What does it mean to use a cluster of machines to store graph in memory? If you use a cluster of machines, are you communicating the graph data between machines via network traffic? There was a diagram in a slide many lectures ago that stated bandwidth for network traffic and disk and I thought the conclusion we drew was that the bandwidths were similar. Why would we prefer using a cluster of machines to store a graph rather than storing it in disk?
@shreya_ravi, The spark lecture said that (http://35.227.169.186/cs149/fall21/lecture/spark/slide_6) cluster node's have roughly the same bandwidth from disk as the have across the network, and the bandwidth from memory is ~100x both.
So, it might be more advantageous to store a graph in memory across multiple machines, rather than a single one on disk, if we are compute bound. Even if the bandwidth is the same, having multiple CPUs processing the graph could make the cluster faster.
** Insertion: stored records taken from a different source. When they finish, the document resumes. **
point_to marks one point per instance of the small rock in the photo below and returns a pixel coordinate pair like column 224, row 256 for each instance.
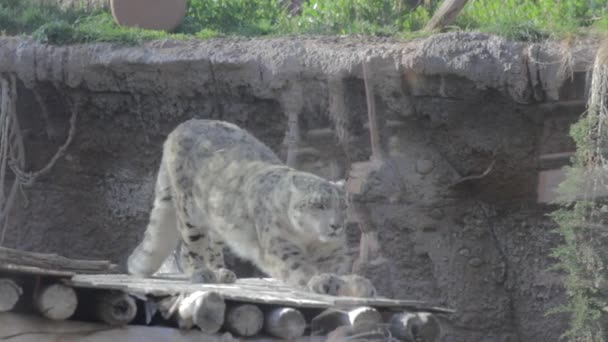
column 464, row 252
column 424, row 166
column 436, row 214
column 475, row 262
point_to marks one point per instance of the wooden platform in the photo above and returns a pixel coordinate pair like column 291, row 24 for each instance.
column 249, row 290
column 58, row 289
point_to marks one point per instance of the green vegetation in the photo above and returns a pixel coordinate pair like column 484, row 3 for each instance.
column 516, row 19
column 583, row 217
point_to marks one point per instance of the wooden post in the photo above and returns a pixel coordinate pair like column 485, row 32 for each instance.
column 116, row 308
column 244, row 320
column 446, row 14
column 204, row 309
column 361, row 318
column 56, row 301
column 9, row 294
column 285, row 323
column 415, row 326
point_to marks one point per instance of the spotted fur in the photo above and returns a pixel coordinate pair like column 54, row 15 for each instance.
column 219, row 186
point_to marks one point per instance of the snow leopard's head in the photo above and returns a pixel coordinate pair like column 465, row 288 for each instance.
column 317, row 207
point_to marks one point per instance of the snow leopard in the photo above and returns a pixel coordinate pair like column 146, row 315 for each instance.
column 219, row 186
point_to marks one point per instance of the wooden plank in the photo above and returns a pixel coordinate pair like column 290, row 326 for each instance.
column 24, row 328
column 445, row 14
column 249, row 290
column 48, row 261
column 20, row 269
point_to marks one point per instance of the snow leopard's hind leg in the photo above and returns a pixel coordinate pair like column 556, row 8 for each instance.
column 201, row 254
column 161, row 234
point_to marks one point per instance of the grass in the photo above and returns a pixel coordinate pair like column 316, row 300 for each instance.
column 529, row 20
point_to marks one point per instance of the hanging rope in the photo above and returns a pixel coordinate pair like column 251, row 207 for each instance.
column 12, row 151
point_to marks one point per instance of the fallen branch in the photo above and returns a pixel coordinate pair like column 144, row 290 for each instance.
column 475, row 177
column 445, row 15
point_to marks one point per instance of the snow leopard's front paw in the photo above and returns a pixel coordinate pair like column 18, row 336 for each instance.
column 357, row 286
column 328, row 284
column 203, row 276
column 225, row 276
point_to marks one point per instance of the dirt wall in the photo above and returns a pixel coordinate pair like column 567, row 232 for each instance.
column 454, row 105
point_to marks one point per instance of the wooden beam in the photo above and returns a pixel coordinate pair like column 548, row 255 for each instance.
column 361, row 318
column 10, row 292
column 446, row 14
column 415, row 326
column 56, row 301
column 244, row 320
column 285, row 323
column 53, row 261
column 115, row 308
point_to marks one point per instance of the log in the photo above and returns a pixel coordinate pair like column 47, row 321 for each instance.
column 205, row 309
column 360, row 319
column 56, row 301
column 10, row 292
column 115, row 308
column 446, row 14
column 15, row 257
column 244, row 320
column 415, row 326
column 285, row 323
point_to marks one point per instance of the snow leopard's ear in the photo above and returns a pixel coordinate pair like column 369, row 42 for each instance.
column 339, row 183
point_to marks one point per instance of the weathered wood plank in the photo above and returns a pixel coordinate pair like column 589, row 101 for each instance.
column 244, row 320
column 10, row 292
column 285, row 323
column 56, row 301
column 49, row 261
column 250, row 290
column 24, row 328
column 115, row 308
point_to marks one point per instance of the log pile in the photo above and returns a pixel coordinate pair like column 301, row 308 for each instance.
column 247, row 309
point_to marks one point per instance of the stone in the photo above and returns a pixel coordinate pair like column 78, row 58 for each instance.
column 424, row 166
column 464, row 252
column 436, row 214
column 149, row 14
column 475, row 262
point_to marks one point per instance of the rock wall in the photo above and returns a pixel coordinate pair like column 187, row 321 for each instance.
column 454, row 105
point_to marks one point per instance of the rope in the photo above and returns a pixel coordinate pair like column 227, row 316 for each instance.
column 12, row 150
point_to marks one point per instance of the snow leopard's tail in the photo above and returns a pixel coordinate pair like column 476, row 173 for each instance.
column 161, row 235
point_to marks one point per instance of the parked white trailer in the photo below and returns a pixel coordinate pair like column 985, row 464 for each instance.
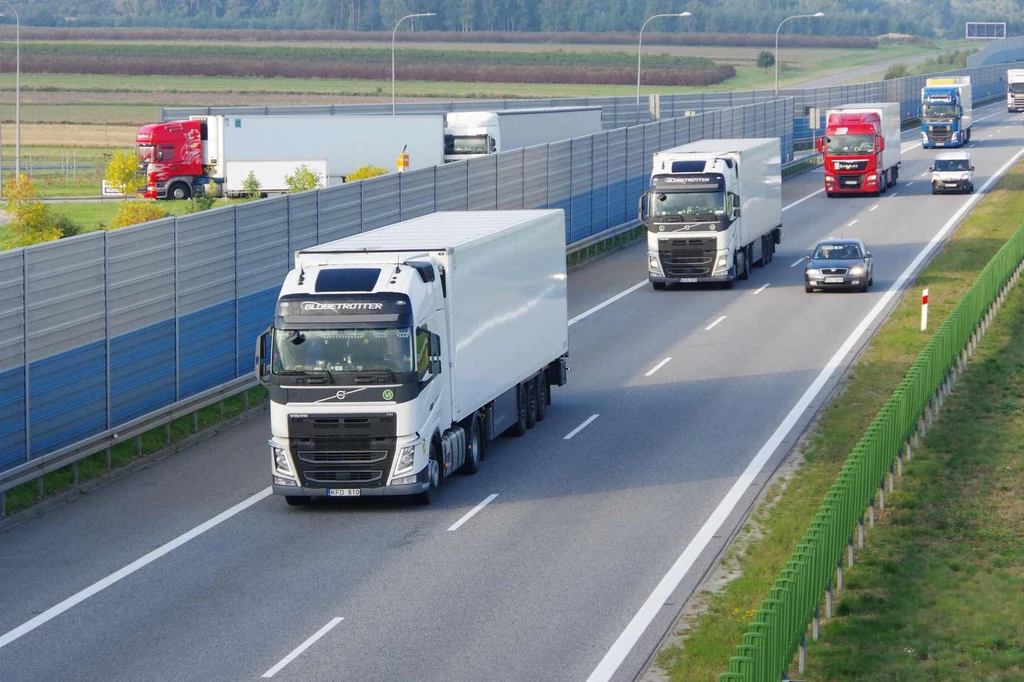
column 395, row 354
column 469, row 134
column 713, row 210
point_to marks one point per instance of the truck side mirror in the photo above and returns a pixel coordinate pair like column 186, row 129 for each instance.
column 263, row 356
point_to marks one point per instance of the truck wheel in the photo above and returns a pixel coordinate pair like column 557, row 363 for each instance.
column 179, row 190
column 474, row 448
column 519, row 428
column 434, row 470
column 543, row 396
column 532, row 398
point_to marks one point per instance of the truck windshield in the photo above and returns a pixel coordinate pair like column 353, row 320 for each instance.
column 845, row 144
column 938, row 112
column 951, row 165
column 466, row 144
column 689, row 205
column 314, row 351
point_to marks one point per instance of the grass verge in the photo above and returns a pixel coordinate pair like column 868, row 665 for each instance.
column 56, row 482
column 716, row 622
column 936, row 594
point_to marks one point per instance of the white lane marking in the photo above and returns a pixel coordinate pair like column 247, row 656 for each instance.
column 581, row 427
column 657, row 367
column 607, row 302
column 714, row 324
column 629, row 637
column 101, row 585
column 472, row 512
column 302, row 647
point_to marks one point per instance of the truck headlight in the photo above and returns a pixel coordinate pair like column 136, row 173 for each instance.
column 281, row 462
column 406, row 459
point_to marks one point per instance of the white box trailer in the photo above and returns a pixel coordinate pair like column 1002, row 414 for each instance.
column 469, row 134
column 431, row 336
column 714, row 210
column 344, row 141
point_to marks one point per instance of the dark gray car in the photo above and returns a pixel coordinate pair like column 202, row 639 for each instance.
column 841, row 263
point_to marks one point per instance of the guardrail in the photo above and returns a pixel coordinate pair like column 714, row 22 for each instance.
column 779, row 627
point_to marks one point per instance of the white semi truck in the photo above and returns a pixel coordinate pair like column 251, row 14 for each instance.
column 1015, row 89
column 396, row 354
column 469, row 134
column 714, row 210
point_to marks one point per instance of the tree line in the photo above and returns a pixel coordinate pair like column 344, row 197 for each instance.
column 863, row 17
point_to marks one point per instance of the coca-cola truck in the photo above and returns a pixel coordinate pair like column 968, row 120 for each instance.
column 861, row 148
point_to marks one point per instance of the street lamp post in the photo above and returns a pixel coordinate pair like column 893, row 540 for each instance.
column 640, row 48
column 393, row 34
column 815, row 15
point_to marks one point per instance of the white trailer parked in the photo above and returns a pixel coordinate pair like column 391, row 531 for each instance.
column 395, row 354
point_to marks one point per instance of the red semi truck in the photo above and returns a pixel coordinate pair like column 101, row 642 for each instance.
column 861, row 148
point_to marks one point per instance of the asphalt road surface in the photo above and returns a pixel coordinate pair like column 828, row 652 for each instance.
column 687, row 398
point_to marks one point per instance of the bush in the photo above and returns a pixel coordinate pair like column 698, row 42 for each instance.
column 136, row 211
column 363, row 172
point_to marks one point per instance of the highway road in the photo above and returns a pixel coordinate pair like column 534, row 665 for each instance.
column 598, row 524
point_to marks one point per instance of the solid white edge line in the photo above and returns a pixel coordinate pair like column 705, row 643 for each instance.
column 714, row 324
column 657, row 367
column 302, row 647
column 101, row 585
column 581, row 427
column 628, row 639
column 472, row 512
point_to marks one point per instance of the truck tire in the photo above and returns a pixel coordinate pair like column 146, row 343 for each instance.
column 179, row 190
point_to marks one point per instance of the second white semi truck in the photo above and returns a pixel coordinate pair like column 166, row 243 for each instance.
column 714, row 210
column 396, row 354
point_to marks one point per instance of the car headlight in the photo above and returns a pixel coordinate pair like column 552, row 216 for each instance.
column 281, row 462
column 406, row 459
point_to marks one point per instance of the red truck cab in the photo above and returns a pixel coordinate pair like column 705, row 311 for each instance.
column 171, row 156
column 852, row 150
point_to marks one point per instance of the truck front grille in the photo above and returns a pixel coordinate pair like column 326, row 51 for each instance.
column 687, row 258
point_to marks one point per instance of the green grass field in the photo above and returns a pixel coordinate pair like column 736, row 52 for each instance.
column 717, row 621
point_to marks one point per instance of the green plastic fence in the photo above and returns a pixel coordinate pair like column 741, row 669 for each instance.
column 772, row 639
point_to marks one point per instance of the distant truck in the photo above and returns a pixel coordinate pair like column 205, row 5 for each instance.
column 714, row 210
column 946, row 112
column 860, row 148
column 215, row 154
column 395, row 354
column 469, row 134
column 1015, row 89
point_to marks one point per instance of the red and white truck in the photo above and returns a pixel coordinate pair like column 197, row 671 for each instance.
column 861, row 148
column 215, row 154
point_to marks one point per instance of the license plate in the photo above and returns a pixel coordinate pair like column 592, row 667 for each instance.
column 344, row 493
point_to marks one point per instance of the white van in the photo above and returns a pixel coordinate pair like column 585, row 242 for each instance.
column 953, row 171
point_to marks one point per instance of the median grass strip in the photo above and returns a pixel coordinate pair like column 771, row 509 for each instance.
column 936, row 593
column 27, row 496
column 716, row 621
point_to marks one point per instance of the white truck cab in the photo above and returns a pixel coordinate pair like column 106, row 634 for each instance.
column 952, row 172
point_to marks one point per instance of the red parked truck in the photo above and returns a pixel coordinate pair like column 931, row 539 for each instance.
column 861, row 148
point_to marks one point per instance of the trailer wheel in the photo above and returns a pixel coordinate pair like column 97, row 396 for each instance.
column 179, row 190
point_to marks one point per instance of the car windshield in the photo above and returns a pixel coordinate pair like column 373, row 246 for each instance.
column 952, row 165
column 689, row 205
column 343, row 350
column 938, row 112
column 837, row 252
column 840, row 144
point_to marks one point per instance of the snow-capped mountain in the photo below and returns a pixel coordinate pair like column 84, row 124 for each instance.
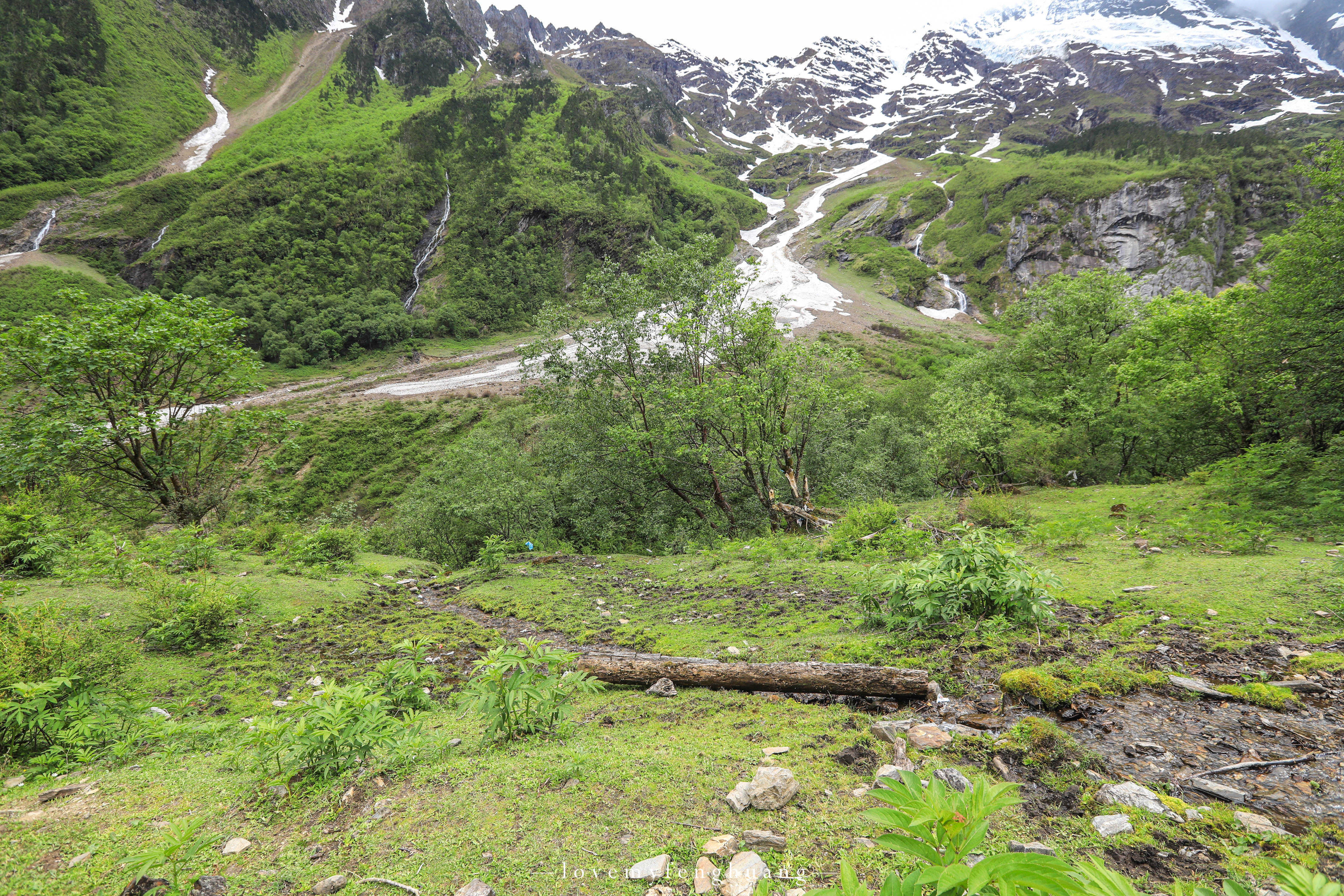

Depending on the problem setting, we might not need to communicate between nodes as often as we would read from disk. This might occur if our per-vertex computation is more local, e.g. some of the vertex centrality measures (https://en.wikipedia.org/wiki/Centrality) only rely on the neighborhood surrounding each vertex.
Please log in to leave a comment.
The idea of partitioning big graphs reminds me of SimRank (https://en.wikipedia.org/wiki/SimRank), where people work on approximate PageRank algorithms on big graphs.
The basic essence of SimRank is to trade off accuracy and speed; the approximate algorithm computes scores on smaller partitions of graph with a much faster speed; scores of node may not be as accurate as defined, but the bias is bound by a configurable threshold.